Ainda antes de a ministra começar a falar, o PCP fez uma intervenção lamentando que a nota explicativa do Orçamento do Estado da Saúde tenha chegado tarde ao Parlamento. “Faltam dados na nota explicativa, nomeadamente a conta consolidada do SNS”, apontou Paula Santos.
Mariana Vieira da Silva, do PS, também não poupou críticas à falta de informação. “A equipa governativa que lidera já não tem qualquer credibilidade quando fala de metas, de números, de objectivos ou quando fala de calendário. Não há um número que tenha sobrevivido mais de uma semana quando a senhora ministra o profere nesta assembleia. Toda a informação quantitativa sobre o plano de emergência foi apagada do site. E na nota explicativa não tem uma estimativa de conta do SNS para o ano nem uma projecção para o ano seguinte.”

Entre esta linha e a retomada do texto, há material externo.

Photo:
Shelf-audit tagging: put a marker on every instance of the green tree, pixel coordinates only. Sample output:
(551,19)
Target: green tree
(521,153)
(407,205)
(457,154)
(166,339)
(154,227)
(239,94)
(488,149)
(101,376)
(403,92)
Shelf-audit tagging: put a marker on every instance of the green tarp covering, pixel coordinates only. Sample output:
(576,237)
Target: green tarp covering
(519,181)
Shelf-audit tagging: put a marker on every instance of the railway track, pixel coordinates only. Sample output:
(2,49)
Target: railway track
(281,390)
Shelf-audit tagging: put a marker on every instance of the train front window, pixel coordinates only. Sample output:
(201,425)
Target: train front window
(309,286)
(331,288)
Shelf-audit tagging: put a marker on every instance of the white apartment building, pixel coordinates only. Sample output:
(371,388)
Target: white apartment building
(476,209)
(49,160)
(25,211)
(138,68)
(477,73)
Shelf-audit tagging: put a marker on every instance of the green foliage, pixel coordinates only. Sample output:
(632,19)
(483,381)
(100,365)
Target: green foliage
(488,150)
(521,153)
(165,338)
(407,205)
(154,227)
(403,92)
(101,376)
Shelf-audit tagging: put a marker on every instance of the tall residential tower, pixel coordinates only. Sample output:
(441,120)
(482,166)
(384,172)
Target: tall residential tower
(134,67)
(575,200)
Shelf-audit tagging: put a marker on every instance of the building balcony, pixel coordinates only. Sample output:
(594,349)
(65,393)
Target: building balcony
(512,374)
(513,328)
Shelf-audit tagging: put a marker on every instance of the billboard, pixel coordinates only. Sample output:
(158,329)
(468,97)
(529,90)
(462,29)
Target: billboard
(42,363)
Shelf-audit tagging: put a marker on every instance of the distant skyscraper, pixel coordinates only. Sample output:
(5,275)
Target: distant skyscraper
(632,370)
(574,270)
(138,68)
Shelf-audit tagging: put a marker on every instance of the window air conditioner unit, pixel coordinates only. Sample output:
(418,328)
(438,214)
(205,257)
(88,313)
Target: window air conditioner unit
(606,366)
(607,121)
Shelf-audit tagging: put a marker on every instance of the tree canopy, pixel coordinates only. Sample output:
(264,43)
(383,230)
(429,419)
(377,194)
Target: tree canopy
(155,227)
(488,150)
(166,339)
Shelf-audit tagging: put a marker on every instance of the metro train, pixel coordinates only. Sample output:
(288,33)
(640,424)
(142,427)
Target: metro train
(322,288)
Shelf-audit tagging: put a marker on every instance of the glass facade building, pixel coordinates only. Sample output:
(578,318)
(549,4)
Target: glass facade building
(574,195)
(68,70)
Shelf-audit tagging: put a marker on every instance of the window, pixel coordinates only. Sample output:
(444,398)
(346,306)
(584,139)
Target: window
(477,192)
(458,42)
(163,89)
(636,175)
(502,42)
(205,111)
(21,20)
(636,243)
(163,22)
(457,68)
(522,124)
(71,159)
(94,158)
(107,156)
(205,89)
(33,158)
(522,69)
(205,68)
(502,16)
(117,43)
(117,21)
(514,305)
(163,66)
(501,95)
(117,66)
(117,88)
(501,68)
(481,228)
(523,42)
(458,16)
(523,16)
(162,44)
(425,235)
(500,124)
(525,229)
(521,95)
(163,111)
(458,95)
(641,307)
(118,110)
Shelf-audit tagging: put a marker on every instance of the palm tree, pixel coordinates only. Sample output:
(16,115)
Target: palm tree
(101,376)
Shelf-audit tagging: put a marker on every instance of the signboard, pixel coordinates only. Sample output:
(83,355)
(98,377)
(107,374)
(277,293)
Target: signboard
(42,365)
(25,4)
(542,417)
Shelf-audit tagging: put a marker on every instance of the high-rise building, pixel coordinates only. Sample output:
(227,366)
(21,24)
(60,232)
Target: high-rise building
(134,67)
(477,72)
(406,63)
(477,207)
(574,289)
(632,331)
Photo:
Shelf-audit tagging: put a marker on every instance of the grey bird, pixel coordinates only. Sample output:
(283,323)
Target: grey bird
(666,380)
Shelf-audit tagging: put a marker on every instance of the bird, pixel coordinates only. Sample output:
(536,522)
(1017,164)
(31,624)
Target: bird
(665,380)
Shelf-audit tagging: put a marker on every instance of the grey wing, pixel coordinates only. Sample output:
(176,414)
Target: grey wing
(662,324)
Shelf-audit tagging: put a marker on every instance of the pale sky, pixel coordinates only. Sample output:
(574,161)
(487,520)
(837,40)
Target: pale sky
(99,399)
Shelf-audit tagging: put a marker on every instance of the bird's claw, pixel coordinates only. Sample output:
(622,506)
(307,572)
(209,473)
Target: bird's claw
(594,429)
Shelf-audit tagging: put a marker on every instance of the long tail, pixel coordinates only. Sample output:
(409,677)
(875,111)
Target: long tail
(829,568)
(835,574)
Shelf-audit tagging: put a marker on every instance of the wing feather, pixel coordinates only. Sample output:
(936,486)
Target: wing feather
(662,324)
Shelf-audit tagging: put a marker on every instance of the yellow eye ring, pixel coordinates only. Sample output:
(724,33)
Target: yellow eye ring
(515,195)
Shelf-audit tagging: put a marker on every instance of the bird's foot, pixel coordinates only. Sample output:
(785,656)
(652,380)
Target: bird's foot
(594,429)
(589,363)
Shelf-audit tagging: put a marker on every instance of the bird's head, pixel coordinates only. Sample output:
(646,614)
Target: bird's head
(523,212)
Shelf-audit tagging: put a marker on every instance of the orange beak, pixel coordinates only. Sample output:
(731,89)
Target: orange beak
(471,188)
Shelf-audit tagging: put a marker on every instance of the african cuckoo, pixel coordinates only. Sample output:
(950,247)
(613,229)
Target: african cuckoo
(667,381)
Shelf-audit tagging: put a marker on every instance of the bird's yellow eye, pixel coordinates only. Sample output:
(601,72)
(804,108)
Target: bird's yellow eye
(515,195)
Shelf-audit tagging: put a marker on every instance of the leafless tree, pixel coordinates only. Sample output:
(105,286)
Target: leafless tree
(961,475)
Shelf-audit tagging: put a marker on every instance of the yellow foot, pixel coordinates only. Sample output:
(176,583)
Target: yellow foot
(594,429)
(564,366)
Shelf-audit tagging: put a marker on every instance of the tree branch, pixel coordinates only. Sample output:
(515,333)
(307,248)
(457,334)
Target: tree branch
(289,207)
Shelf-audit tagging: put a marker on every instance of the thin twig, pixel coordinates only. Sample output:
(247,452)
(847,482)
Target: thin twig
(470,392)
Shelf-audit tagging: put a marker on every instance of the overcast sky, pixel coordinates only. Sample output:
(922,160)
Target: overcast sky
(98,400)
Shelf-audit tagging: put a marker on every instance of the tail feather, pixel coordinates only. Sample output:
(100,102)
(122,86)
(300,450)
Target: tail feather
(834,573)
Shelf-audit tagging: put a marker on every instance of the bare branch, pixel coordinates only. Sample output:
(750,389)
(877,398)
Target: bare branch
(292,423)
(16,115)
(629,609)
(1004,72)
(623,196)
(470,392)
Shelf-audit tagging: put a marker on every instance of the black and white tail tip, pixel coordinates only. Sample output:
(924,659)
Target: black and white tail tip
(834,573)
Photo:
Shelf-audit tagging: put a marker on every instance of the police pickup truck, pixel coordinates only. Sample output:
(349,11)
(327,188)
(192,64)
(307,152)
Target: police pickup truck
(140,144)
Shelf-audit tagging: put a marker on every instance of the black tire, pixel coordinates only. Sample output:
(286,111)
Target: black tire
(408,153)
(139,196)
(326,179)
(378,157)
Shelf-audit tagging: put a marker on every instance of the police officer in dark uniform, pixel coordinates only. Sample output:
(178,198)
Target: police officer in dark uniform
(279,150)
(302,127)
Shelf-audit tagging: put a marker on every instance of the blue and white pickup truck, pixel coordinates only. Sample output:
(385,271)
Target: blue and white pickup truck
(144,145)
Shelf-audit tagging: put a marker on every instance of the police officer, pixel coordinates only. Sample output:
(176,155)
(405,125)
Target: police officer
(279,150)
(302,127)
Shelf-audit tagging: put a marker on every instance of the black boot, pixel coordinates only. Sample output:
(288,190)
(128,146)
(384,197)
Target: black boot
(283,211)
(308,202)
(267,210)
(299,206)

Em resposta, a ministra afirmou que no Portal do SNS já estão disponíveis dados que durante vários meses não foram actualizados. “Aquilo que possa faltar nesta nota explicativa será enviado até ao final do dia aos senhores deputados. Não há nenhuma intenção de esconder rigorosamente coisa nenhuma”, disse ainda. Mariana Vieira da Silva pediu que os dados sejam enviados durante a audição.
Também o deputado Mário Amorim Lopes, da Iniciativa Liberal, criticou a falta de informação na nota explicativa e as horas a que foi disponibilizada, que, "tal como o INEM, chegou tarde e a más horas". Falou de comparações "que não têm qualquer valor" e de tabelas "que não servem de absolutamente nada".
No final da audição, numa interpelação à mesa, Mariana Vieira da Silva afirmou que a nota explicativa aponta para um saldo positivo no final deste ano, mas que no quadro que lhes foi entregue, durante a audição, "fala-se de um défice para este ano de 665 milhões de euros". "Agradecia [dirigindo-se ao vice-presidente da mesa] que pedisse ao Ministério da Saúde que entregasse uma errata da nota explicativa ou uma errata do quadro que enviou, porque um dos dois não está certo. Não é aceitável que a Assembleia da República faça uma discussão com desvios de 665 milhões de euros."
A secretária de Estado Cristina Vaz Tomé respondeu à critica, dizendo que o "saldo da estimativa de 2024 para 2025 é positivo em 666 milhões de euros". "O negativo, não sei onde viu. Estamos a falar do Orçamento do Estado para 2025. Isto é a conta do SNS, o relatório refere-se à conta do Ministério da Saúde."